A Editora Vida acaba de lançar, de sua autoria, os volumes do evangelho de Mateus e Marcos do Comentário Bíblico Vida, escrito para atender os que vivem e trabalham na América Latina espanhola e brasileira, tendo em vista a compreensão das Escrituras aplicada ao contexto em que se encontram. Com a palavra, Dr. Pablo Deiros.
Conte como tem sido a sua jornada espiritual e como conheceu Jesus Cristo?
Fui criado em um lar cristão. Os meus pais serviam como médicos missionários argentinos em Assunção (Paraguai) quando eu nasci (13/7/1945). Desde pequeno aprendi a amar ao Senhor. Não me lembro de um dia específico de conversão, mas sim me lembro de que aos 11 anos expressei em público a minha fé em Cristo como Salvador e Senhor. Fui batizado aos 15 anos e com essa idade comecei a pregar e a ensinar de forma contínua. Na Páscoa de 1983, tive uma profunda experiência com o Espírito Santo que foi o ponto inicial de uma revolução na minha vida que continua até hoje. A partir desse momento, ele me deu uma nova visão da vida cristã e do ministério.
Atualmente, o senhor mantém um trabalho exclusivamente acadêmico, ou está vinculado ao pastoreio de uma igreja local?
Neste momento, o meu ministério é um ministério apostólico, que exerço de várias maneiras. A mais importante e à qual dedico mais tempo é escrever materiais para as igrejas e seus líderes. Continuo envolvido no ensino, mas não de forma contínua. Também dedico tempo no apoio na plantação de igrejas e na ministração a pastores, principalmente na restauração daqueles que caíram, dos que estão em dificuldades e dos que precisam de orientação e conselho. Não estou à frente de uma igreja específica, mas consagro muito tempo e esforço servindo a algumas igrejas em particular e à Igreja de Jesus Cristo no mundo.
Como professor e vice-reitor de seminários, qual é a sua avaliação sobre a formação de ministros hoje e sobre a crise de vocações para o ministério?
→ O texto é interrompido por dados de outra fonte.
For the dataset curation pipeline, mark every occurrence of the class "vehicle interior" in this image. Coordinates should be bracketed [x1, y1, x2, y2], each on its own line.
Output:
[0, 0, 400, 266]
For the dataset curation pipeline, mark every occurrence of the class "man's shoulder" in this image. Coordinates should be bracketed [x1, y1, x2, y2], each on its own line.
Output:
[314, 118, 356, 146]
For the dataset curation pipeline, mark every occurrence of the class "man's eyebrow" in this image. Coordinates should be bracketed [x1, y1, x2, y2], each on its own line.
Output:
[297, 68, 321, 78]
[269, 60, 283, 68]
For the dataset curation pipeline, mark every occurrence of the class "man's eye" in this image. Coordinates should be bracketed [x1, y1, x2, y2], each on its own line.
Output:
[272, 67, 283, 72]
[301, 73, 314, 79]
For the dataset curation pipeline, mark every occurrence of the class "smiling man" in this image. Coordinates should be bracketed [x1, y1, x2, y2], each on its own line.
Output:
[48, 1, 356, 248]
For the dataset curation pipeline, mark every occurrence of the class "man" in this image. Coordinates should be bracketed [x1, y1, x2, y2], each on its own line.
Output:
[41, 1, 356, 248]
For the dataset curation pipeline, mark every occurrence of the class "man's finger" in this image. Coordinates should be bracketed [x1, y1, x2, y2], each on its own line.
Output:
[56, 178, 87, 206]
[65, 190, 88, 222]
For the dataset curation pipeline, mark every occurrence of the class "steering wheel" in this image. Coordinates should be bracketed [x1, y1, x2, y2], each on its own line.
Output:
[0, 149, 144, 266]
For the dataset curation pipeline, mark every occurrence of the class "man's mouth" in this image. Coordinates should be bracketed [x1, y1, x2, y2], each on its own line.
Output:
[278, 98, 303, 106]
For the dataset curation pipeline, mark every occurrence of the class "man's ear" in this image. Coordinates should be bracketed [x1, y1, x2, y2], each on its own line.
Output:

Deus abençoou a América Latina com instituições extraordinárias dedicadas à educação teológica e à formação ministerial. No entanto, precisamos de mudanças radicais na forma segundo a qual realizamos esses ministérios. A formação ministerial continua sendo muito escolástica, racionalista, sistemática e teórica. Necessitamos uma formação ministerial carismática, funcional, prática e que se desloque da cabeça ao coração. Creio que foi dessa forma que Jesus formou seus discípulos. Portanto, em vez de ensinar teologia sistemática (racionalismo puro), é preciso ensinar os discípulos a pensar teologicamente. No lugar de enfatizar tanto o “quê”, devemos sublinhar mais o “como”. A nossa ênfase deve ser formar bons servos de Cristo e da Igreja, mais do que bons profissionais eclesiásticos.
Quanto tempo foi, ou será, necessário para concluir o Comentário Bíblico Vida?
Neste momento, estou terminando de escrever o volume 11 (1 e 2 Timóteo e Tito), já tenho o volume 12 bastante avançado (Hebreus) e o volume 13 (Tiago e Judas) praticamente finalizado. Com respeito às Cartas Gerais (v. 14) e a Apocalipse (v. 15) já tenho certa quantidade de material. O volume 8 (Gálatas e Efésios) já foi entregue à editora, e os volumes 9 (Filipenses e Colossenses) e 10 (1 e 2Tessalonicenses e Filemom) já estão redigidos e na fase de edição e correção pela minha esposa, Norma. Depois disso, começa o processo editorial da tradução até a conclusão da obra pela Editora Vida.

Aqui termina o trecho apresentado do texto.